Ein hoher Bildungsgrad kann viele Türen öffnen, aber nicht alle. Um in die oberste Etage eines Konzerns aufzusteigen, spielt die Herkunft nach wie vor eine ganz wesentliche Rolle. Seit vierzig Jahren analysiert Michael Hartmann, Professor für Soziologie mit Schwerpunkt Elitenforschung, die Werdegänge von Vorstandsmitgliedern der größten deutschen Unternehmen. Und hier zeigen sich trotz verbesserter Bildungsmöglichkeiten und erhöhter Durchlässigkeit der einzelnen Bildungsbereiche wenige Veränderungen im Zeitverlauf.

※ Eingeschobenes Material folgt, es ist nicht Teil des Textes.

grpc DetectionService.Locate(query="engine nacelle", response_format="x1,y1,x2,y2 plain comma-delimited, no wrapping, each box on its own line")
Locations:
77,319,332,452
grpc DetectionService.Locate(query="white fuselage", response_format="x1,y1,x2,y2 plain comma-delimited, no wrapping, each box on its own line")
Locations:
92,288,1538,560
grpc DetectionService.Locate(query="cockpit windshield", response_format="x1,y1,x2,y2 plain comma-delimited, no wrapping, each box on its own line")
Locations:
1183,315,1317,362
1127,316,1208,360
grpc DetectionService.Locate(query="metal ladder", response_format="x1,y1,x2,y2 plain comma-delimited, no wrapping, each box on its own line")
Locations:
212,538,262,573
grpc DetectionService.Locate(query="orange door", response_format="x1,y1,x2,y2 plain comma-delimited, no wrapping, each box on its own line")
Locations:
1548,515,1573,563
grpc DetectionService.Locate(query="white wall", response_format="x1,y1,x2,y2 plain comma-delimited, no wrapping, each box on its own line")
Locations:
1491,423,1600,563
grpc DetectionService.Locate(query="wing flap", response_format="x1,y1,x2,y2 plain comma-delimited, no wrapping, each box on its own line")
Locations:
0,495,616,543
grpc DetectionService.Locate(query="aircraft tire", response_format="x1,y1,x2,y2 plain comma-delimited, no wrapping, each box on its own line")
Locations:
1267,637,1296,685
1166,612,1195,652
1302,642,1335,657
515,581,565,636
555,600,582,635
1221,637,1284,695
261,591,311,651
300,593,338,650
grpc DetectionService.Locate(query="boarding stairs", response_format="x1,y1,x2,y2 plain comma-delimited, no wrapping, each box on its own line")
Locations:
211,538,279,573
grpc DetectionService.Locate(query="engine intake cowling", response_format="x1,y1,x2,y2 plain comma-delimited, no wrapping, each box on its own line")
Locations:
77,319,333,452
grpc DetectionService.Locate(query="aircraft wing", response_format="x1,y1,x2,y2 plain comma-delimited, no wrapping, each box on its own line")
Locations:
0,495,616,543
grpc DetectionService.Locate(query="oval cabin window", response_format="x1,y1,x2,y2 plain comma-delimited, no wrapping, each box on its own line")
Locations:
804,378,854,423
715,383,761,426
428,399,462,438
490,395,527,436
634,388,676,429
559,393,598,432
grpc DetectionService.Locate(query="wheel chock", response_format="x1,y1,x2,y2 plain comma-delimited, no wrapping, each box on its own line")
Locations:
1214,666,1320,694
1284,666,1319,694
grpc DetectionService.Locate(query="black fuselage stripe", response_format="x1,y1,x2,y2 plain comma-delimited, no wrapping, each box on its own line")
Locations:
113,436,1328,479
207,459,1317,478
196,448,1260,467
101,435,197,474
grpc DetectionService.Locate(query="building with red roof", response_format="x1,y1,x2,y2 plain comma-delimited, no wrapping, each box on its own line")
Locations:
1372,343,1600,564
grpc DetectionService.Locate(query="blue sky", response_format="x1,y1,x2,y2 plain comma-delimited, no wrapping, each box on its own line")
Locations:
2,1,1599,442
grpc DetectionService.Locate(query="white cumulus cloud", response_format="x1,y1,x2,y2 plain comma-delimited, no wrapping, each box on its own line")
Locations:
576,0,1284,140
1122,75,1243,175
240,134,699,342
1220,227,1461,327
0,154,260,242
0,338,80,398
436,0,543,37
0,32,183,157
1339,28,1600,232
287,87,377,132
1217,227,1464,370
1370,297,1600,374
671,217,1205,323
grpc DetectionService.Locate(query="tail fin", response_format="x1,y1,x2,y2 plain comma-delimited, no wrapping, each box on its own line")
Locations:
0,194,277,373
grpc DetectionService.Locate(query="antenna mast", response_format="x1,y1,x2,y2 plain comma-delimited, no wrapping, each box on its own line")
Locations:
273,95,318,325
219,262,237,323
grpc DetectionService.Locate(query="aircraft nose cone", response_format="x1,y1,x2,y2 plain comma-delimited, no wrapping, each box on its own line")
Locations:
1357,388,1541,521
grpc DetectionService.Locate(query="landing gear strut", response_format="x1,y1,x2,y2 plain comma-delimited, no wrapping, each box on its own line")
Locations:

So habe sich der Anteil jener Vorstände, die einen Lehrabschluss haben, seit den Siebzigerjahren kaum verändert, auch die Vorstände mit einem Doktortitel sind anteilsmäßig gleich geblieben. Geändert haben sich hier aber die Studienabschlüsse. "Seit Mitte der 90er-Jahre nimmt der Anteil der Juristen in den Chefetagen stetig ab, dafür der Anteil der Wirtschaftswissenschafter kontinuierlich zu", sagt Hartmann. Mittlerweile haben knapp die Hälfte der Vorstandsmitglieder mit Hochschulabschluss ein wirtschaftswissenschaftliches Studium absolviert.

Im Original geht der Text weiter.